Les deux époux chevauchèrent ensemble jusqu’à leur future maison. Arrivant en vue de Tor Nalessi,
ils virent briller de grands feux au sommet des tours de marbre. Accourant au galop, ils ne stoppèrent
leurs montures que pour contempler la cité se consumer dans le flammes, le regard plein d’effroi.

Un groupe de soldats s’approcha d’eux, le regard triste. Ils leur apprirent comment les gobelins, telle
une marée verte, avaient submergé les elfes surpris, comment Lomendol et son épouse Finelia
combattirent avec courage, avant qu’un imposant chef gobelin ne les terrasse de sa terrible hache,
chassant les derniers défenseurs de la cité et y mettant le feu.

A ces paroles, Lorindil éprouva un vif émoi. Tirant sa nouvelle épée, il jura solennellement de
combattre la menace gobeline au péril de sa vie.

Lorindil et Laetheniä décidèrent de se réfugier à Tor Aqualë. Mais arrivés aux portes de la cité, la
même désolation les attendait. Un garde agonisant leur révéla le nom de ce terrible gobelin qui
menaçait leur royaume tout entier : Grom la Panse.

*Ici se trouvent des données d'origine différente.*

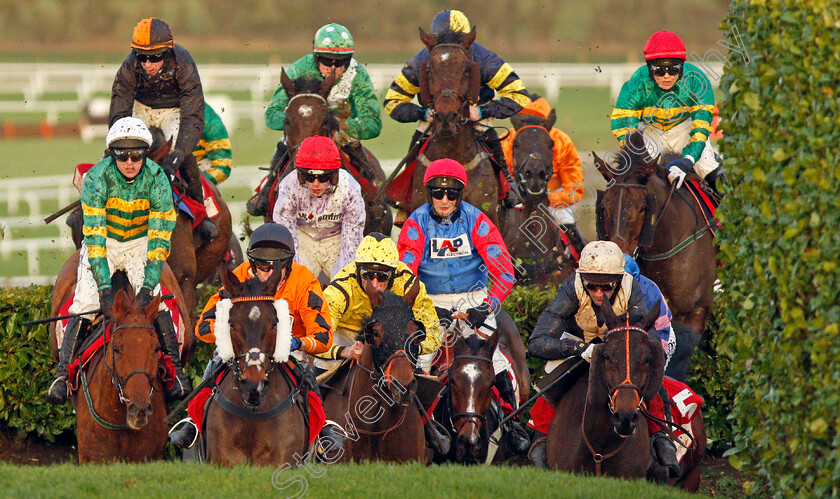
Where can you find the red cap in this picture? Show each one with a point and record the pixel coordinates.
(445, 168)
(318, 153)
(664, 44)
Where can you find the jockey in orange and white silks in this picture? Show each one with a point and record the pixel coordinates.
(323, 207)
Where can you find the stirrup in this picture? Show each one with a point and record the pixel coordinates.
(188, 424)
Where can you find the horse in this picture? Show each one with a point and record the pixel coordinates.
(376, 394)
(121, 416)
(598, 426)
(308, 114)
(465, 409)
(191, 262)
(663, 228)
(531, 233)
(449, 83)
(248, 419)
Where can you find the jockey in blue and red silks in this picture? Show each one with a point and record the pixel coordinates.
(453, 248)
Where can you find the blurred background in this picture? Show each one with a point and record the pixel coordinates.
(58, 59)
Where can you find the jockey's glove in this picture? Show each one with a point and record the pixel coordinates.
(145, 296)
(172, 162)
(477, 315)
(677, 170)
(296, 344)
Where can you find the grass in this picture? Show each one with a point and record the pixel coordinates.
(166, 479)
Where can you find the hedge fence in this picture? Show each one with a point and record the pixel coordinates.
(25, 373)
(780, 245)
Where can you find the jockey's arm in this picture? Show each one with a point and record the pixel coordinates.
(352, 224)
(499, 76)
(365, 122)
(488, 242)
(405, 86)
(162, 220)
(544, 342)
(565, 187)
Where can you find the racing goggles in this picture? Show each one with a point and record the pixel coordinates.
(452, 193)
(133, 154)
(660, 70)
(310, 177)
(606, 287)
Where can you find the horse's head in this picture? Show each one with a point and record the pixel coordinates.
(627, 209)
(393, 338)
(131, 356)
(308, 113)
(253, 332)
(629, 366)
(471, 378)
(533, 155)
(449, 80)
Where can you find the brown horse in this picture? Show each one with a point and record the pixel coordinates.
(531, 232)
(663, 227)
(449, 83)
(119, 402)
(252, 418)
(376, 394)
(598, 426)
(191, 262)
(308, 114)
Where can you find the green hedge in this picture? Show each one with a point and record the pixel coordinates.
(780, 245)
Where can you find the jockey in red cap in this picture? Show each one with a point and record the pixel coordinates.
(671, 102)
(323, 207)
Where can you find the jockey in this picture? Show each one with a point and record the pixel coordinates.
(212, 153)
(377, 262)
(323, 207)
(653, 298)
(352, 97)
(671, 102)
(452, 247)
(496, 77)
(272, 250)
(565, 187)
(571, 316)
(128, 220)
(158, 82)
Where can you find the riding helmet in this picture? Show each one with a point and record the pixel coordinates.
(601, 262)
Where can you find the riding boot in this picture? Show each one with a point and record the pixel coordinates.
(537, 452)
(575, 237)
(73, 336)
(166, 334)
(664, 452)
(497, 158)
(185, 437)
(517, 439)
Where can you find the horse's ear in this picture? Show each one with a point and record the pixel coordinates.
(229, 280)
(411, 296)
(469, 38)
(428, 40)
(552, 118)
(656, 370)
(288, 84)
(602, 166)
(151, 309)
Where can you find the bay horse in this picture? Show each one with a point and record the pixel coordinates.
(449, 83)
(376, 395)
(598, 426)
(120, 403)
(465, 408)
(308, 114)
(663, 228)
(531, 233)
(191, 262)
(252, 418)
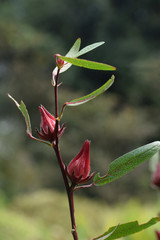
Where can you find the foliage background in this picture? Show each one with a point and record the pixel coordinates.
(127, 116)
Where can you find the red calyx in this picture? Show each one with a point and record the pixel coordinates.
(78, 169)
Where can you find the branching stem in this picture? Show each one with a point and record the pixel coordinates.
(69, 188)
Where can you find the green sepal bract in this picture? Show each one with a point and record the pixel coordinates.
(126, 229)
(127, 162)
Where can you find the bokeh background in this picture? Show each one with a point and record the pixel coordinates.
(125, 117)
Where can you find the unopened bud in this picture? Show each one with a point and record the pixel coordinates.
(79, 168)
(48, 124)
(59, 62)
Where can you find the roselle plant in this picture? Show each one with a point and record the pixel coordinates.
(77, 174)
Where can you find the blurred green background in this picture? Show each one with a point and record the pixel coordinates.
(124, 118)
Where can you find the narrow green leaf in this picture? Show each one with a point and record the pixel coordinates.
(74, 49)
(126, 229)
(90, 96)
(87, 49)
(25, 114)
(127, 162)
(72, 53)
(88, 64)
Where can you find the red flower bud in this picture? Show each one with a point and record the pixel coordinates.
(156, 177)
(59, 62)
(79, 168)
(158, 235)
(48, 124)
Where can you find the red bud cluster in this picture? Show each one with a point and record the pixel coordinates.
(59, 62)
(79, 168)
(48, 126)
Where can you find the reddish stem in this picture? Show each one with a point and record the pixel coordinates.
(69, 189)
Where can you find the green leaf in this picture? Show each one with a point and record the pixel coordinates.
(90, 96)
(88, 64)
(126, 229)
(127, 162)
(25, 114)
(87, 49)
(72, 53)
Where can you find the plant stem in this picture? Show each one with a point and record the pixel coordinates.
(69, 189)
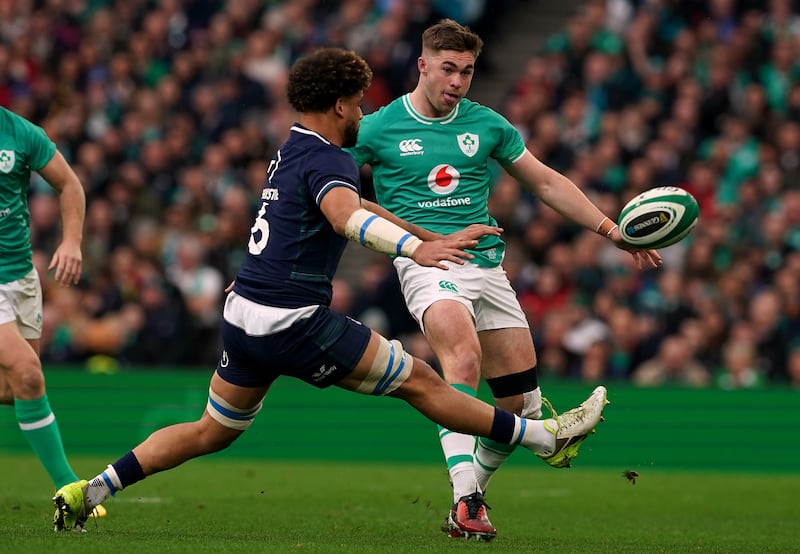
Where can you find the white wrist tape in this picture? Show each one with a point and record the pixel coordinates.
(379, 234)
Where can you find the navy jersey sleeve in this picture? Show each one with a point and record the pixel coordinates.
(339, 170)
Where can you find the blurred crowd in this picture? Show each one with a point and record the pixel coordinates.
(168, 110)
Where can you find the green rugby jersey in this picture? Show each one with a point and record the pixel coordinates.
(24, 147)
(434, 172)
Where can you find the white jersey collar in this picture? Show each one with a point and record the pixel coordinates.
(428, 120)
(299, 129)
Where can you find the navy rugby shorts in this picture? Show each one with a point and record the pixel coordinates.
(319, 349)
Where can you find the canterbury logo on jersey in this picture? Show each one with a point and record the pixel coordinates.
(322, 372)
(411, 147)
(7, 159)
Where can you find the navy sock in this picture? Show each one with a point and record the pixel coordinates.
(502, 426)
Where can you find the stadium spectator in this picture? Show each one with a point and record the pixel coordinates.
(86, 73)
(278, 322)
(674, 364)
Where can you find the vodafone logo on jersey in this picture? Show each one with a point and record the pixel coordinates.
(411, 147)
(443, 179)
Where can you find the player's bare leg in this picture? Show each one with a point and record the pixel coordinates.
(450, 331)
(229, 411)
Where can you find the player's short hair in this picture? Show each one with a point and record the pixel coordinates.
(318, 80)
(448, 34)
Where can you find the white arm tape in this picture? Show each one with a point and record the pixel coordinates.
(379, 234)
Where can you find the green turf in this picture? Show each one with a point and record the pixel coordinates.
(219, 505)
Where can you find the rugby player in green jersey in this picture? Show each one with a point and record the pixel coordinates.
(24, 147)
(430, 153)
(277, 319)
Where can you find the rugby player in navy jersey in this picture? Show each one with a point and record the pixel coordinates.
(277, 319)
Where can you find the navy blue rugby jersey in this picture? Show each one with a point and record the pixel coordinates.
(293, 250)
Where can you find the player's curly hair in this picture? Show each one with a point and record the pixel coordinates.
(318, 80)
(448, 34)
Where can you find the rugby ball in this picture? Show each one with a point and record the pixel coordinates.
(658, 217)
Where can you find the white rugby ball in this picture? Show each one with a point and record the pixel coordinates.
(658, 217)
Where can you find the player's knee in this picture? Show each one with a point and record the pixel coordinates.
(229, 416)
(390, 369)
(518, 392)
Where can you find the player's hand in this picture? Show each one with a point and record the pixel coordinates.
(67, 261)
(432, 253)
(476, 231)
(640, 256)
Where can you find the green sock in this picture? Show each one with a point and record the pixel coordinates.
(38, 424)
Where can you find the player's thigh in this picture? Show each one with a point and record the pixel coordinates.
(243, 398)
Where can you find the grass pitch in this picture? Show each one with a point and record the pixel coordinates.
(219, 505)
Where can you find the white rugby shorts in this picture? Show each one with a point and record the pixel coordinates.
(485, 291)
(21, 301)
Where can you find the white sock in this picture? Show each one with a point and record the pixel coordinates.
(458, 450)
(101, 487)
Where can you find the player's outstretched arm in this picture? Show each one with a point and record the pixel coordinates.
(67, 259)
(342, 207)
(561, 194)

En silence, Laetheniä tira elle aussi son épée, partageant ainsi le terrible serment de son compagnon.

                                   SECOND CHANT : la guerre

Chevauchant à travers leur royaume saccagé, les deux jeunes elfes tentèrent de rattraper l’armée
ennemie. N’écoutant que leur courage, ils fonçaient dans les arrières-gardes des gobelins, mettant en
fuite les viles créatures, et sauvant ainsi de nombreux villages des flammes. Au fur et à mesure de leur
progression, de nombreux elfes les suivirent, reprenant espoir en ces deux messies inattendus. Bientôt,
les deux jeunes elfes se retrouvèrent à la tête d’une petite armée composée principalement de lanciers
et d’archers. Lorsque enfin le jour se leva, une centaine de guerriers les suivaient, reconnaissant en
Laetheniä et Lorindil deux héros.

Nombreuses furent les escarmouches durant les jours qui suivirent ; à Tor Yvralii, la petite ost défit les
assiégeants gobelins, libérant ainsi les gardiennes du temple d’Isha. Devant la rivière d’argent, une
horde de chevaucheurs de loups fut taillée en pièce par le seul courage de Laetheniä et la magie de
Lorindil. Peu à peu, les Elfes reprenaient foi en la victoire, et des régiments entiers de soldats citoyens
rejoignirent les rangs glorieux de l’armée d’ Yvresse.

Cependant les nouvelles ne cessaient d’empirer : Grom la Panse progressait inéluctablement en
direction de Tor Yvresse, et les armées elfiques en étaient réduites à des combats d’arrière garde.
Cependant les régents de Tor Yvresse ne semblaient pas prendre au sérieux l’invasion, bien au
contraire ; dans leur orgueil démesuré, ils n’entreprirent aucun travail de siège et préparaient une sortie
suicidaire. Seul le courage du noble Eltharion sauva la cité de Morai Hegg …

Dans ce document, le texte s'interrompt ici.